Autor: Alexander Nym
Nahe der Autobahnausfahrt Pegnitz, im Herzen der idyllischen Fränkischen Schweiz, liegt – auf halbem Weg zwischen Bayreuth und Nürnberg – ein Refugium der besonders engagierten Art. Auf 15.000 m² bietet der Gnadenhof Fränkische Schweiz rund 130 Tieren einen dauerhaften Zufluchtsort. Er ist ein Auffangbecken für verstoßene, gequälte, verlassene oder gerettete Lebewesen, die ihren vorigen Besitzer*innen zu teuer, zu aufwändig oder zu lästig geworden sind, und die das Glück hatten, der Gaskammer oder der Schlachtbank zu entkommen. Dabei ist der Gnadenhof Fränkische Schweiz nur eine von mehreren privat geführten Betrieben, die sich zum Ziel gesetzt haben, wenigstens denjenigen, die dem sicheren Tod entrissen werden konnten, einen sicheren Hafen zu bieten – bis zum Lebensabend.Ob Hund oder Katze, Pony, Pferd, Kaninchen oder Kuh, Gänse, Enten oder Wildschweine: Der Gnadenhof Fränkische Schweiz mit seinen Gehegen, Ställen und Auslaufflächen versammelt ein buntes Sammelsurium der unterschiedlichsten Tiere – eine vibrierende Vielfalt, die es auf modernen Bauernhöfen schon längst nicht mehr gibt. Und im Unterschied zu Tiergärten oder Wildparks werden die Tiere hier keiner wie auch immer gearteten kommerziellen Nutzung unterworfen, das Tierwohl steht an erster Stelle. In voneinander abgezäunten Gehegen leben die Tiere in angeregter Nachbarschaft, gehen ihren Bedürfnissen nach und dürfen einfach leben, frei von menschlicher Verzweckung als Nutz- oder Spaßtiere.

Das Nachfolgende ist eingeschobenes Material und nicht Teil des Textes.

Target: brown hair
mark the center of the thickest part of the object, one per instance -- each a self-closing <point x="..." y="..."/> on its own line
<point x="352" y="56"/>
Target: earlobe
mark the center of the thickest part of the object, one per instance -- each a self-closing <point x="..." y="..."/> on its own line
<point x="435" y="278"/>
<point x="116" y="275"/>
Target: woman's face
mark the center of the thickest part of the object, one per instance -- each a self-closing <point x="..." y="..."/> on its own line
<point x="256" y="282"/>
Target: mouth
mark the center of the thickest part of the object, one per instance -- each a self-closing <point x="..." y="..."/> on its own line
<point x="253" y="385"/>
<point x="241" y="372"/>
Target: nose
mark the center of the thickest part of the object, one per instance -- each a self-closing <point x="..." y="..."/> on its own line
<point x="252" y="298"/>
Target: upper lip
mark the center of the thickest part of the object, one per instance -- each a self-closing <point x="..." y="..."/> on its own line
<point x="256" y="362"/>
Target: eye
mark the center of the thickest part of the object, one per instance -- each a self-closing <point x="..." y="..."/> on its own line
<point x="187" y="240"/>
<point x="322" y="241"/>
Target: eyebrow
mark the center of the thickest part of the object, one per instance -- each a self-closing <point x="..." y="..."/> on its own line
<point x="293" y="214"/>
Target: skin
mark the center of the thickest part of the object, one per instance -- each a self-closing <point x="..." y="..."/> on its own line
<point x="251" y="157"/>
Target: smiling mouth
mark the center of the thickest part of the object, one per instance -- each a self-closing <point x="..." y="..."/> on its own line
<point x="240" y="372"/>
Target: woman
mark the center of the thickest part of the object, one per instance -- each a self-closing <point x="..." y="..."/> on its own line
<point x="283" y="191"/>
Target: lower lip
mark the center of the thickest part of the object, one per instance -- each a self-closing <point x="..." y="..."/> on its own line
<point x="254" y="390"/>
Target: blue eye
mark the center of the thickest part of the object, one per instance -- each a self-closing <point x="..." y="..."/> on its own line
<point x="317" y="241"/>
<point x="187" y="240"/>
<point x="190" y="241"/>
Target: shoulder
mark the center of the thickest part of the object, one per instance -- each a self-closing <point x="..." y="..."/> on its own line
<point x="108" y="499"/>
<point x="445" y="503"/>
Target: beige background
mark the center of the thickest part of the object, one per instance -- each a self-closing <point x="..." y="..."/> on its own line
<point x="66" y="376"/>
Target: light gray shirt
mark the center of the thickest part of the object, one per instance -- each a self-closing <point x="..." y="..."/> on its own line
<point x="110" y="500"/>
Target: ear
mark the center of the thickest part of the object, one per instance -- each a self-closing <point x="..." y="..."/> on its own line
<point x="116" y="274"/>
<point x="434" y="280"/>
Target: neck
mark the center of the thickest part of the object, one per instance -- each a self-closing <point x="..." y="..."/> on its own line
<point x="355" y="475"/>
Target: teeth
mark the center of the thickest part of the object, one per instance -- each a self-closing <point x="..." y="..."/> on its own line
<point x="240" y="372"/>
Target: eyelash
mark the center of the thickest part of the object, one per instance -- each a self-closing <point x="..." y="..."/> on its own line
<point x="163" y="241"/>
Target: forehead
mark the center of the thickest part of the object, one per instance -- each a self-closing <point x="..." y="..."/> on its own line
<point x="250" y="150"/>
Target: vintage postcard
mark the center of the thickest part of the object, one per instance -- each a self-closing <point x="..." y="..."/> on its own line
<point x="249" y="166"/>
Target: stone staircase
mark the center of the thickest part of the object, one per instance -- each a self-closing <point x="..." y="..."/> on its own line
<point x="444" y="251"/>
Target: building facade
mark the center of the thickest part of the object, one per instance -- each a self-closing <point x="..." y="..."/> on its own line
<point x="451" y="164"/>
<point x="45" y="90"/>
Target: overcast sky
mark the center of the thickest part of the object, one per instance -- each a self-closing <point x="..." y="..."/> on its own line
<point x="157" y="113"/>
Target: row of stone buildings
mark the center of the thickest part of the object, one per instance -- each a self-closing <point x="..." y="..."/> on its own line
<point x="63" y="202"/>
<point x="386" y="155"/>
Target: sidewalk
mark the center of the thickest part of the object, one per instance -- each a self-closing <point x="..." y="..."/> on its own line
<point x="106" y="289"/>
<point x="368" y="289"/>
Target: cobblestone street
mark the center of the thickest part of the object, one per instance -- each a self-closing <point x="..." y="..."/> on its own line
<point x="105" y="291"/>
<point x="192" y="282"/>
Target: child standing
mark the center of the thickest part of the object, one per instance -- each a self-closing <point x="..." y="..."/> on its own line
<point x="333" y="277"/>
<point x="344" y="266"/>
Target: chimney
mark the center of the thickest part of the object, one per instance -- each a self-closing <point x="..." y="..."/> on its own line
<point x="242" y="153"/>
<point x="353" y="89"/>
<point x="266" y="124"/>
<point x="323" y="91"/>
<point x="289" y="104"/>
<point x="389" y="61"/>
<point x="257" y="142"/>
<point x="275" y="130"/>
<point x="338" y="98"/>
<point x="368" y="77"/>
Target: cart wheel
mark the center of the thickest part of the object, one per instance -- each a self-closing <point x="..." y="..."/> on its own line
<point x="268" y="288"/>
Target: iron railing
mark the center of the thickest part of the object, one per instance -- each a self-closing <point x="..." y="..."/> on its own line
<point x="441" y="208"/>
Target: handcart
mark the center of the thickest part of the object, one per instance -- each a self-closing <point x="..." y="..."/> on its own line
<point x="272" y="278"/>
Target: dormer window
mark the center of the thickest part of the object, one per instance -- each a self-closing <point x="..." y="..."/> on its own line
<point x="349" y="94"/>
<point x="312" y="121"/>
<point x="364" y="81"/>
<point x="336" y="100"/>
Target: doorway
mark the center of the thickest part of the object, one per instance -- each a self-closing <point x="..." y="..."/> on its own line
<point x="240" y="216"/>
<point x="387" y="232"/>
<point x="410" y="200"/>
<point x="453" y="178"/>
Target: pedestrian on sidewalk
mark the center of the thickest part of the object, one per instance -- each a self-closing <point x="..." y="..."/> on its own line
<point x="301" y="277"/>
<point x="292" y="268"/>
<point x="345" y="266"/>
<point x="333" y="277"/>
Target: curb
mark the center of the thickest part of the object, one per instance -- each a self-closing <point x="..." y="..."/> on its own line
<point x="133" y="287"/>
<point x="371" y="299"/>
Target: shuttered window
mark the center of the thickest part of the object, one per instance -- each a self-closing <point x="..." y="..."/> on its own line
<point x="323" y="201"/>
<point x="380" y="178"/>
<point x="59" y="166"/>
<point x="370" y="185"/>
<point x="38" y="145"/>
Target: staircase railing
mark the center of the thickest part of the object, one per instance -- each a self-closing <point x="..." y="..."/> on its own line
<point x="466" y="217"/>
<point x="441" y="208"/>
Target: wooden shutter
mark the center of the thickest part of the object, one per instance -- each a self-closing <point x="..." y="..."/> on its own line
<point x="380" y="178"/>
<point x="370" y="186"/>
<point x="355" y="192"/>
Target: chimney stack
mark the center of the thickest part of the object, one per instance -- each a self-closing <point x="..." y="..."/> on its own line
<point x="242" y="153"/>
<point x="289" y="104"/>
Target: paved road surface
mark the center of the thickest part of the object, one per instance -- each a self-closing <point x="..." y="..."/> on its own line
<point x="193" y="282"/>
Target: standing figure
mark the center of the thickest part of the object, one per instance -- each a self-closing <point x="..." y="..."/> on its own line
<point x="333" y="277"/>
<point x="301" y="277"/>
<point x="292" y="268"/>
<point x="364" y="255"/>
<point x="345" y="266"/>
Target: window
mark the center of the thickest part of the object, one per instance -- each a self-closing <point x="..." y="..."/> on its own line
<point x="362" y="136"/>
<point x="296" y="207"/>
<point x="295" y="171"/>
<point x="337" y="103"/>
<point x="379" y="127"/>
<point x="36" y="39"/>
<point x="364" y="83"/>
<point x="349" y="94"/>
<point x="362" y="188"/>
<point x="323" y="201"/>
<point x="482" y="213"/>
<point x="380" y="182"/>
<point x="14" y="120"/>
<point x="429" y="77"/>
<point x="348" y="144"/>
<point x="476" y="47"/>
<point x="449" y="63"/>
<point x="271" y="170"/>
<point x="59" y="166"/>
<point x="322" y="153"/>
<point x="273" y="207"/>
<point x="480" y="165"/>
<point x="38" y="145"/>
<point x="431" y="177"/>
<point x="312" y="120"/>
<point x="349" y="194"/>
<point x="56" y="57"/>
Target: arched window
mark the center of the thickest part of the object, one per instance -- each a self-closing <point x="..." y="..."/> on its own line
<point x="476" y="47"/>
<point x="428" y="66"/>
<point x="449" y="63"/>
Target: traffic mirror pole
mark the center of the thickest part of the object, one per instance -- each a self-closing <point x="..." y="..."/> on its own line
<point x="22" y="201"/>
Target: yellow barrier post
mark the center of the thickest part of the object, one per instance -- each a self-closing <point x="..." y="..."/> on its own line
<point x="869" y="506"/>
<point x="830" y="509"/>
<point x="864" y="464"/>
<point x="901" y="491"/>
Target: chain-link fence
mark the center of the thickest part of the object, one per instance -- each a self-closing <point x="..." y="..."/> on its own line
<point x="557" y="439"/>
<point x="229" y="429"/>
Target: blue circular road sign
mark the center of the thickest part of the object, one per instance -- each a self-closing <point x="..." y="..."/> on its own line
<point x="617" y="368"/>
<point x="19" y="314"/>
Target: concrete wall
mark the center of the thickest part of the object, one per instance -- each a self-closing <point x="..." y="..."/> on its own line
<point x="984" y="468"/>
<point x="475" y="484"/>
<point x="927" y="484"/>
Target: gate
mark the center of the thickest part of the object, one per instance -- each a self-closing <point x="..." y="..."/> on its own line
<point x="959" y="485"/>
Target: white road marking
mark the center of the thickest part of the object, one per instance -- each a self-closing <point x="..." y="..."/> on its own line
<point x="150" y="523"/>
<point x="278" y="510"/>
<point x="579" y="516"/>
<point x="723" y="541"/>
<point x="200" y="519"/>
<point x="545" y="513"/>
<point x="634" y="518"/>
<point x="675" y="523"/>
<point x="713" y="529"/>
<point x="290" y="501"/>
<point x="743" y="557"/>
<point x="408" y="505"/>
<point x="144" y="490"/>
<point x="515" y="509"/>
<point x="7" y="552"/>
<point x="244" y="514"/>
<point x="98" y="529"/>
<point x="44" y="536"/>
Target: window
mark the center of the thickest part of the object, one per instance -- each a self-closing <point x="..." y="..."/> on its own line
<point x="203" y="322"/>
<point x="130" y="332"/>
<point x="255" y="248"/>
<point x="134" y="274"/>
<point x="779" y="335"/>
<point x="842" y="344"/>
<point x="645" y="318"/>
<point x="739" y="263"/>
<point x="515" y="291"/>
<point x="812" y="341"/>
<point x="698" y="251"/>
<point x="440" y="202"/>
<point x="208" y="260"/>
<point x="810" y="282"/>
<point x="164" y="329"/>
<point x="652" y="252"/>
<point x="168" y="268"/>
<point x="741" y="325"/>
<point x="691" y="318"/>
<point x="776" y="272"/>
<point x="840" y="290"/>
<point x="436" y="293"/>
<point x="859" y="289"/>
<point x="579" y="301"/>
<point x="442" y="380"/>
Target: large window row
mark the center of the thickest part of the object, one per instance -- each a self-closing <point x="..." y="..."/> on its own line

Neben dem Haupthof, den Freiflächen und Ställen, die Platz für 16 Schafe und Ziegen, die 11 Ponys, 10 Pferde, 15 Hunde und die vier Wildschweine bieten, gibt es in etwas Entfernung noch die „Seniorenresidenz Katzenglück“ mit 25 pelzigen Bewohnerinnen, und die Auffangstation „Kleines Kuhaltersheim“, die 6 Tieren zur Heimat geworden ist. Von den insgesamt 130 Tieren der Einrichtungen genießen 20 eine volle Patenschaft, d.h. ihre Pflegeund Unterbringungskosten sind vollständig durch die Unterstützung von Tierpaten gedeckt. Wunschziel der Betreiberin Monika Pracht, die sich seit 1986 in der Tierrechtsbewegung engagiert und den Hof 1990 ins Leben gerufen hat, ist, in den kommenden zwei bis drei Jahren diese drei Einrichtungen auf einem großen Hof zu vereinen. Das würde nicht nur mehr Platz bedeuten, sondern auch den Aufwand für Betreuung und Logistik drastisch verringern. Derzeit stemmen vier Hauptangestellte den gesamten Aufwand, auch dank der Unterstützung Ehrenamtlicher, die vor allem an den Wochenenden mithelfen, wenn der Hof für Besucherinnen geöffnet ist. Mit den gegenwärtig 130 Tieren ist er an der Fassungsgrenze – durch die Zusammenlegung auf einem größeren Gut würden auch Kapazitäten für weitere Tiere entstehen. Denn im Unterschied zu Tierheimen nehmen Gnadenhöfe zuvorderst unvermittelbare Tiere an oder solche, für die es in Tierheimen an Unterbringungs- und Versorgungsmöglichkeiten fehlt. Wie Pferde und Ponys, in Zirkussen entrissen, oder vom Gerichtsvollzieher gepfändete Tiere, deren Unterhaltskosten den Eigentümern über den Kopf wuchsen – leider kein seltenes Schicksal, das für die meisten betroffenen Tiere beim Pferdemetzger endet. Nicht zuletzt, weil es in Deutschland bis heute keine Haltungsverordnung für Pferde gibt, sodass sie jederzeit zur Schlachtung geschickt werden können, ohne dass das irgendjemand in Frage stellt. Allein der Gnadenhof Fränkische Schweiz erhält bis zu 30 Angebote, Pferde aufzunehmen – pro Woche. Insgesamt erhält Monika Pracht wöchentlich zwischen vierzig und fünfzig Anfragen; ein Andrang, der für andere Gnadenhöfe ebenso zu viel ist wie für den Tierschutz.Das erfordert auch die tragische Stärke, Nein sagen zu müssen: „Die ganze Welt können wir nicht retten; wir müssen uns auf Einzelschicksale konzentrieren“, so Pracht.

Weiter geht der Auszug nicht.